I run the below to train the circuit,

params,train_loss,val_loss = fit(params,opt_state,x_train,y_train,x_val,y_val,300,512)

For only JAX-JIT, I use,

dev = qml.device("default.qubit", wires=n_qubits)
@qml.qnode(dev,interface="jax",diff_method='backprop')  #I use this along with circ function

For catalyst + JAX, I use, (and yes I use JAX-JIT on the cost function and update step function)

dev = qml.device("lightning.qubit", wires=n_qubits)
@qml.qnode(dev,diff_method='adjoint')

For your reference, this is what my input is, and the corresponding output is the parameters defining each curve and there are totally 10000 curves sampled at 1024 points (10000,1024), after which I use an autoencoder to reduce it to (10000,128). So my goal is to estimate the parameters of these said curves.
21cm_signal

Hi @G_Akash thanks for trying Catalyst!

I see you shared your code when using @jax.jit. Would it be correct to say that the same function decorated with @jax.jit would also be JITed using Catalyst?

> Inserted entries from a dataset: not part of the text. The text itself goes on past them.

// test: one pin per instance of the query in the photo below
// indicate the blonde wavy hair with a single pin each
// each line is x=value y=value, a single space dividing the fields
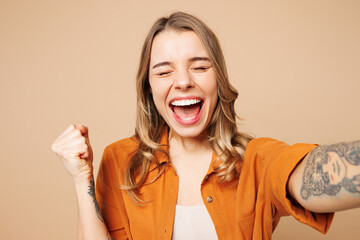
x=226 y=141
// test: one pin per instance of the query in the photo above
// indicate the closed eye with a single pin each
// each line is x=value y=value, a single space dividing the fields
x=201 y=68
x=163 y=73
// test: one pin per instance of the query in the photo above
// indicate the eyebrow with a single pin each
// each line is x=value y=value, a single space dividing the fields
x=194 y=59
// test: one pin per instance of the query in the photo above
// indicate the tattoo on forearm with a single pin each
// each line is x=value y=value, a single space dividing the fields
x=330 y=168
x=91 y=192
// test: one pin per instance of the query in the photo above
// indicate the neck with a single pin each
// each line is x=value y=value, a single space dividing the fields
x=188 y=143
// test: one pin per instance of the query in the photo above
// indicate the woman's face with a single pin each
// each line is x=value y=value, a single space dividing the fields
x=183 y=82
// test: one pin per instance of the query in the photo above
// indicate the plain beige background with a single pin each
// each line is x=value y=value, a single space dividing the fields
x=295 y=64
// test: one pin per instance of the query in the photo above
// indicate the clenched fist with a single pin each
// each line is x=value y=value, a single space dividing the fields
x=74 y=149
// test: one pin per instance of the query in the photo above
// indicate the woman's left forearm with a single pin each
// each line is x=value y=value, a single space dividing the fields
x=328 y=179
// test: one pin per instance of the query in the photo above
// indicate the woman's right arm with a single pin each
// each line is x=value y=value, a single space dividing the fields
x=74 y=150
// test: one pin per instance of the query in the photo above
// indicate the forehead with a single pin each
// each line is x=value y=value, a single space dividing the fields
x=175 y=46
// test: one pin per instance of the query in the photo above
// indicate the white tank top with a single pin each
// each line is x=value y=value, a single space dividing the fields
x=193 y=223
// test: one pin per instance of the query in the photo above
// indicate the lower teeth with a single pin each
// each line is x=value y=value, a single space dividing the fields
x=188 y=119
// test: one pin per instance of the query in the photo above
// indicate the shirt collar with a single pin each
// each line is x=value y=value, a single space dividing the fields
x=164 y=158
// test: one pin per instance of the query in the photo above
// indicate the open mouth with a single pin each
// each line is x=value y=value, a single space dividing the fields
x=187 y=111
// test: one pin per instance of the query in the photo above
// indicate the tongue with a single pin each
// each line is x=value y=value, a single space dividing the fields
x=186 y=112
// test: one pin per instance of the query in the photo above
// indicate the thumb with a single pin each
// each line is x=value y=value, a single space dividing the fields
x=83 y=129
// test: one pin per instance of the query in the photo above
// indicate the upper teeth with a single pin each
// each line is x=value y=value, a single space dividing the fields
x=185 y=102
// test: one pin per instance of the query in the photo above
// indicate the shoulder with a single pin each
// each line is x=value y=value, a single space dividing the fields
x=120 y=152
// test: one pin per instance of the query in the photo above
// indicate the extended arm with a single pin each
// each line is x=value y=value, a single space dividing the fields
x=328 y=179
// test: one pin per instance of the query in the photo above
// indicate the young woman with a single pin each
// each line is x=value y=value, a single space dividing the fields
x=188 y=173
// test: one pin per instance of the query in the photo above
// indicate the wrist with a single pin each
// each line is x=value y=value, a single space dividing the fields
x=83 y=179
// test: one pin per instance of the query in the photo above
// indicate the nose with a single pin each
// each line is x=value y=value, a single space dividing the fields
x=183 y=80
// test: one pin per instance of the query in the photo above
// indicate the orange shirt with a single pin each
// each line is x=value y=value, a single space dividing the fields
x=247 y=208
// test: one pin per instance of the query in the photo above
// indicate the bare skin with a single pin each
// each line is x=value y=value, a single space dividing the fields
x=74 y=149
x=191 y=160
x=328 y=179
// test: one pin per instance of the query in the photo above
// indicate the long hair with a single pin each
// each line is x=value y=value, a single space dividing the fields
x=226 y=141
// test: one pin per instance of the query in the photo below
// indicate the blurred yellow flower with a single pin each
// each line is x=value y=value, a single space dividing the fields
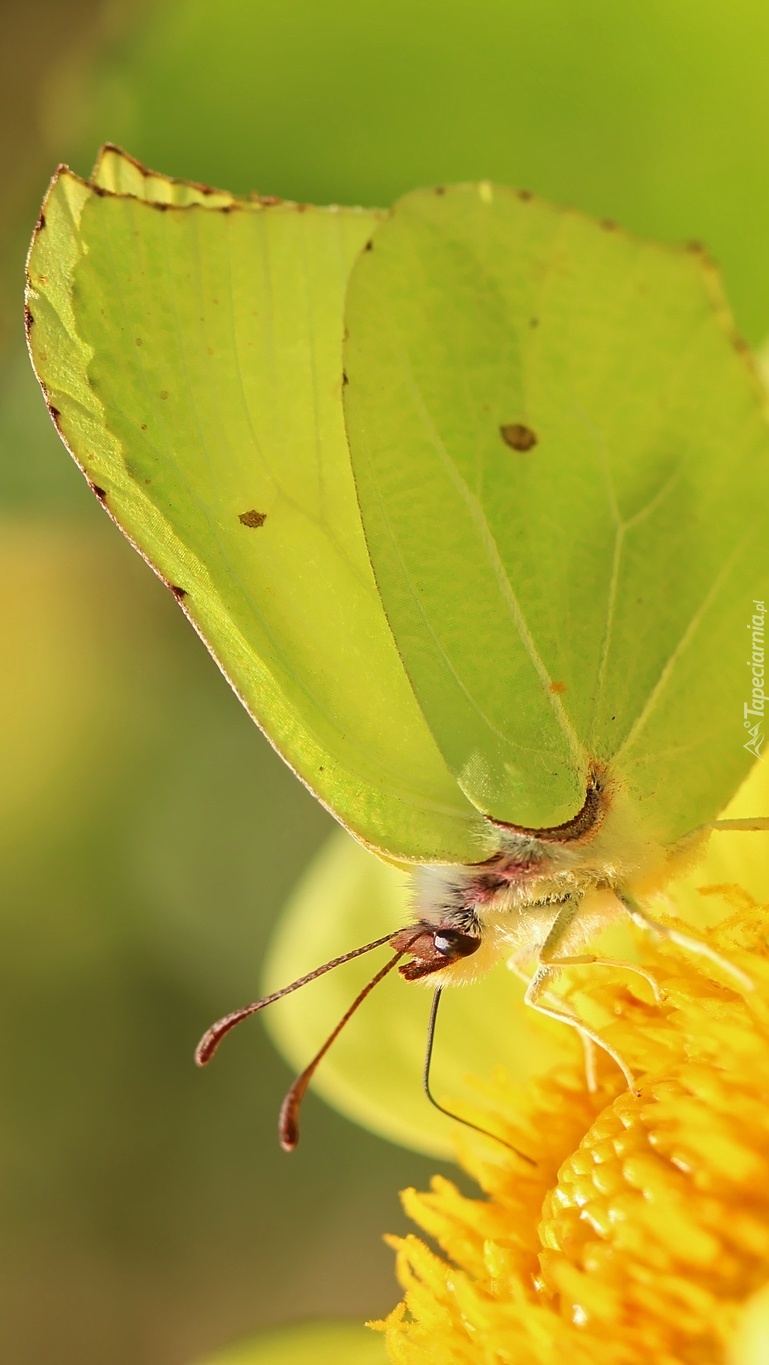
x=642 y=1233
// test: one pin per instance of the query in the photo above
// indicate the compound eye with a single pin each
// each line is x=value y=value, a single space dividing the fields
x=452 y=945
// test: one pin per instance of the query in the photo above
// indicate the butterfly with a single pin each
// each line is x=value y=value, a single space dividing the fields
x=470 y=503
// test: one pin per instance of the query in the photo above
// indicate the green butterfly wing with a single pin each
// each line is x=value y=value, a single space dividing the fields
x=190 y=348
x=563 y=468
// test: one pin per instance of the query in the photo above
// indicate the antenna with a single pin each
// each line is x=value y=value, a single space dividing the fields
x=288 y=1122
x=211 y=1040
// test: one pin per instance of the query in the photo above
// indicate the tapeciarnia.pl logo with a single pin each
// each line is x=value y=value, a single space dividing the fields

In my experience looking at compile time issues in Catalyst, one of the main issues is the lack of using catalyst control flow operations. I would recommend looking into either the control flow operators and using them manually or alternatively using the autograph feature.

See here for some details: AutoGraph guide — Catalyst 0.5.0 documentation

I would be interested in seeing exactly the program that took more than 18 minutes to compile / run exactly as coded. That way we can make sure that this won’t happen again in the future. Thanks!